The Philadelphia Eagles held on to a 24-16 victory over the Washington Redskins on Sunday. It was the Redskins who made a late push with two touchdowns, but ultimately fell short. The Eagles jumped out to a 17-0 lead at halftime, and scored the first points of the second half to claim a 24-0 lead. From then on out the Eagles offense was held relatively stagnant by the Redskins, which is the reason Robert Griffin III was able to orchestrate two late touchdowns and nearly a third.
Although it’s concerning that the defense let Griffin drive down the field three consecutive times, it was the lack of a killer instinct from Chip Kelly and the Eagles offense that is most troubling. While at Oregon, Kelly was known for his past-paced offense that never relented. On Sunday, however, the Eagles were in conservative mode throughout most of the second half, which is something that cannot happen again if they hope to finish atop the NFC East.

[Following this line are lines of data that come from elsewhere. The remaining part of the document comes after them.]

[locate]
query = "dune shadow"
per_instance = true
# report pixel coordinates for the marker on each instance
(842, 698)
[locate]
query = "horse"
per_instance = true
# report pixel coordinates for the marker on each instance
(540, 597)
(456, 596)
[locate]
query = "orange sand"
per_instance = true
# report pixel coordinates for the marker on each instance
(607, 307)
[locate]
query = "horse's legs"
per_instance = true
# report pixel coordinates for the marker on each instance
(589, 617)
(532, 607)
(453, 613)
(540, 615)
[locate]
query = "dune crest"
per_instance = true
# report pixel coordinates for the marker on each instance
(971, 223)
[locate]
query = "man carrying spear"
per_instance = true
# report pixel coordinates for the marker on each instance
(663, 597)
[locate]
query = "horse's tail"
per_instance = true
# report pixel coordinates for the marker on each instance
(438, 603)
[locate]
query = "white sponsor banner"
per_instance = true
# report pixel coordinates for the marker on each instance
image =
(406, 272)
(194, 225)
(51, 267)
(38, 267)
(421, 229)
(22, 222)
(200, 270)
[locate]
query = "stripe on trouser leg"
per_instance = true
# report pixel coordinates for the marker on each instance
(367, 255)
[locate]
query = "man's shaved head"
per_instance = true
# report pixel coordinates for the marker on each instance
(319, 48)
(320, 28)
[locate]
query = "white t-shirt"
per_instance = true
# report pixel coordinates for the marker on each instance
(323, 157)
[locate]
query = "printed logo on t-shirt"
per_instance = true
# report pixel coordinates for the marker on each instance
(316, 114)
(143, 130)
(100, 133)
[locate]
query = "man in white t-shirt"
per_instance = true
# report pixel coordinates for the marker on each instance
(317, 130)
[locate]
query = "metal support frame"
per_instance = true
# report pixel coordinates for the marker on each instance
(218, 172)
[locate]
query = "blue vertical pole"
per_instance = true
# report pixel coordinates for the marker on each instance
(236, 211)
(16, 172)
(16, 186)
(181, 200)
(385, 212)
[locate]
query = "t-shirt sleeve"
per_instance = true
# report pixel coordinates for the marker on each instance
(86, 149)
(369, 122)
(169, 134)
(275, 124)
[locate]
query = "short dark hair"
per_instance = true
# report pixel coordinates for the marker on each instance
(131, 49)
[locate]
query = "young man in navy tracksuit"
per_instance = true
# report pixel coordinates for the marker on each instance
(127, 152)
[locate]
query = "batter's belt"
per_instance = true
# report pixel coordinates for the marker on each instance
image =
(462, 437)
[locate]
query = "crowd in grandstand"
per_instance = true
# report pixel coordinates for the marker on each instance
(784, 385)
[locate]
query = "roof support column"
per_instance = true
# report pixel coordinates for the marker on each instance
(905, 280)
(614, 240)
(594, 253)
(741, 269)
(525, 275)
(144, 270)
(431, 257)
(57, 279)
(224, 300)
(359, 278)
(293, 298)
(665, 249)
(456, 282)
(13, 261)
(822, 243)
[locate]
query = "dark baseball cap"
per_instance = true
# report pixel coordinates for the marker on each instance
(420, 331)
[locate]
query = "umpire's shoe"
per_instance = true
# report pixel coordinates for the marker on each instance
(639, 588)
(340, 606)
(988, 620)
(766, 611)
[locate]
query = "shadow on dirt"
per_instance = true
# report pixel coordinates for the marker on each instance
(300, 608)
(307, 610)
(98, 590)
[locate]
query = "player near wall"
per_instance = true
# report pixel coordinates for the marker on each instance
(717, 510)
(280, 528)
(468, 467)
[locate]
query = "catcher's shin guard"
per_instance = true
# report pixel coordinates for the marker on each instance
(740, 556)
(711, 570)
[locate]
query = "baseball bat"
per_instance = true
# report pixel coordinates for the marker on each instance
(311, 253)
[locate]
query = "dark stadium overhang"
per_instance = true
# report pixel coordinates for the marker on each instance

The Eagles’ vertical offense was limited throughout most of the game. The longest play was a 49-yard pass to LeSean McCoy, on a throw that traveled a mere 10 yards in the air. Last week was a different story for the Eagles who completed three deep touchdown passes, opposed to the three short runs that resulted in points this week. While nothing is wrong with running the ball when inside the 5-yard line, shifting to a conservative offense when ahead by 24 points isn’t what championship teams do.
The Eagles are still very much a playoff threat as they sit at 6-5 after their victory Sunday, and are atop the NFC East standings, half a game ahead of the idle Dallas Cowboys. If the Eagles hope to finish out the season strong, and make an impact in the playoffs, their offense simply cannot become stagnant in the second half like it did this Sunday as their defense isn’t good enough to be trusted with any size lead.